De l’utilité des hôtesses de l’air dans les films et séries TV…

Dans le très bon film, A l’âge d’Ellen (en salles), Jeanne Balibar compose un joli personnage d’hôtesse de l’air, soudain jetlaguée par son existence.
A l’âge d’Ellen était bien parti pour être le meilleur film sur cette profession mais ne l’est qu’à demi – dans la seconde moitié du film, Jeanne B. se met en tête de sauver des animaux en Afrique. Comme tous les métiers en uniforme, l’hôtesse de l’air a nourri cinéma et télévision en fantasmes pour de très bonnes raisons (surtout pour le spectateur mâle) : la fille de l’air en apparence, et par excellence. Qui vous sert tout sur un plateau (ou plutôt un plateau-repas). Droite comme un soldat quand il s’agit de montrer les consignes de sécurité qu’on ne regarde jamais.
Au matin d’un vol long-courrier, elle est inexplicablement fraîche tandis que vous avez a)le dos en compote b) mal dormi sur votre voisin(e) c) fait votre méta-malin, et essayé de regarder Inception sur l’écran mis à disposition pour singer Leo DiCaprio qui y roupille et rêve comme un bébé dans l’avion (et vous comprenez pourquoi ensuite : lui était en classe affaires).
Plus sérieusement, à quoi servent les hôtesses de l’air au cinéma et dans les séries TV ? On en a sélectionné quelques-unes (si un lecteur ou une lectrice a vu le film Low Cost et que le film fait progresser le débat, qu’il/elle nous le dise).
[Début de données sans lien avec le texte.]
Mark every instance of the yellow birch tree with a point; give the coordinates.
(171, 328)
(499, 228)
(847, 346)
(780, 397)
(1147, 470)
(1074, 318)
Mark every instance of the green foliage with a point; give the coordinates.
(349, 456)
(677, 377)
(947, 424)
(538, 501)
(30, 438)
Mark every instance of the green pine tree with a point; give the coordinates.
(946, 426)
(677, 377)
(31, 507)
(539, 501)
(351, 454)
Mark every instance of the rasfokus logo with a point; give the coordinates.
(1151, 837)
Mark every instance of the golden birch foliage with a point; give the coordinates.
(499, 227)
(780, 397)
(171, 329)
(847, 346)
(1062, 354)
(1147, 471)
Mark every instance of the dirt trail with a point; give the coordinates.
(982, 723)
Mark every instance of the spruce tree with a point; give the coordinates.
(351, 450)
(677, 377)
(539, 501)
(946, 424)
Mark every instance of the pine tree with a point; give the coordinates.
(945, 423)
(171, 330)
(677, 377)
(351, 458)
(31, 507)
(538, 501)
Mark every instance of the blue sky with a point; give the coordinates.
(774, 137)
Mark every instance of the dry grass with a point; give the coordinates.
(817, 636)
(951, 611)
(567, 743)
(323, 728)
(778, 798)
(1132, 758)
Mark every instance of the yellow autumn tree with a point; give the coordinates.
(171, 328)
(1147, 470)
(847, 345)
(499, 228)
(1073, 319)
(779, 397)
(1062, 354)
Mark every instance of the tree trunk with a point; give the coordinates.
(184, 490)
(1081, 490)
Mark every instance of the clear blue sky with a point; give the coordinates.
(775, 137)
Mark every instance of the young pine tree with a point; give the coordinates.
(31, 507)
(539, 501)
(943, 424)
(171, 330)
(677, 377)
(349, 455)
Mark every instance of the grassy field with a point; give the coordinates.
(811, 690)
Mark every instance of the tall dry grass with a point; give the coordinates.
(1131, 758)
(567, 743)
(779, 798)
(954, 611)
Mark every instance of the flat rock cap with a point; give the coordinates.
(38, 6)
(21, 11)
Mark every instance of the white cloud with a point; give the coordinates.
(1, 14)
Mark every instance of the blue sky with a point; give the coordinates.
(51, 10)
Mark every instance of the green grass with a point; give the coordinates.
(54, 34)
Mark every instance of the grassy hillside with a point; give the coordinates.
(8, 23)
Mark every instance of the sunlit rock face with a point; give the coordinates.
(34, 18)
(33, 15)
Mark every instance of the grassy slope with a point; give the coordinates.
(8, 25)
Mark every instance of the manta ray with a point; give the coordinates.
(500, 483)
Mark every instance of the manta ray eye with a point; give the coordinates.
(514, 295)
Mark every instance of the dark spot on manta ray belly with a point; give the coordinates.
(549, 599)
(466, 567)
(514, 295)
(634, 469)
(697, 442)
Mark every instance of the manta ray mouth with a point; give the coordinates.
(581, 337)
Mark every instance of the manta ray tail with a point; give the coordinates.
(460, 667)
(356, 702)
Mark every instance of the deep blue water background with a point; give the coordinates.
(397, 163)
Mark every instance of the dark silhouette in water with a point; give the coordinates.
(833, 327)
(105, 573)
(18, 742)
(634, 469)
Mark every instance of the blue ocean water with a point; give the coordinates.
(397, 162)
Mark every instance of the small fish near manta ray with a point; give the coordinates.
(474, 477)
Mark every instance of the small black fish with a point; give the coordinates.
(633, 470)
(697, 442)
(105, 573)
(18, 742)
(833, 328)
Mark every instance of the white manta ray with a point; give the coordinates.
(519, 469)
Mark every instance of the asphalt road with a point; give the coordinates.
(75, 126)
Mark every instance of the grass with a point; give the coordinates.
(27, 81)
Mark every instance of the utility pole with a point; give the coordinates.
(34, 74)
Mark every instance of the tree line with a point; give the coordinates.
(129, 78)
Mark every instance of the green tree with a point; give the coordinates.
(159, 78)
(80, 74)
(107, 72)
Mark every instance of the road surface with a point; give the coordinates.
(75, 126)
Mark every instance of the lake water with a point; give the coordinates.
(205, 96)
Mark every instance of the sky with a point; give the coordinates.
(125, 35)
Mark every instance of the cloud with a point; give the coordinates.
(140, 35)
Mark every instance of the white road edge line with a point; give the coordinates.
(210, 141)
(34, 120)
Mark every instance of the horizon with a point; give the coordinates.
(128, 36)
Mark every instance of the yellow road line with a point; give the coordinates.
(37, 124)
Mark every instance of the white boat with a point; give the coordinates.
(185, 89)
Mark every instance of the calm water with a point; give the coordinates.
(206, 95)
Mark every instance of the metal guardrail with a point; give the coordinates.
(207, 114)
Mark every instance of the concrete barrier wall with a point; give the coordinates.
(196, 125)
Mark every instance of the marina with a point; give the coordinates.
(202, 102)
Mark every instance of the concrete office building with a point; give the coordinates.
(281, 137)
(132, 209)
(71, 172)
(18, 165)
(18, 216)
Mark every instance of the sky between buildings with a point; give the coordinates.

Faire rêver (le casting de Pan Am)
Série centrée sur un équipage d’hôtesses et pilotes de la compagnie américaine éponyme à son apogée (les années 60), Pan Am (2011) capture à peu près tous les fantasmes sur la profession : l’uniforme, le glamour, le voyage et même l’intrigue, avec une touche d’espionnage old school (l’hôtesse de l’air comme coursier pour messages secrets). Plus que Mad Men, à laquelle elle a été hâtivement comparée, la série aurait plutôt comme image matricielle celle de Leonardo DiCaprio (encore lui) dans le film Attrape-moi si tu peux, situé à la même époque : déguisé en pilote, sourire aux lèvres, il se pavane avec des hôtesses au bras.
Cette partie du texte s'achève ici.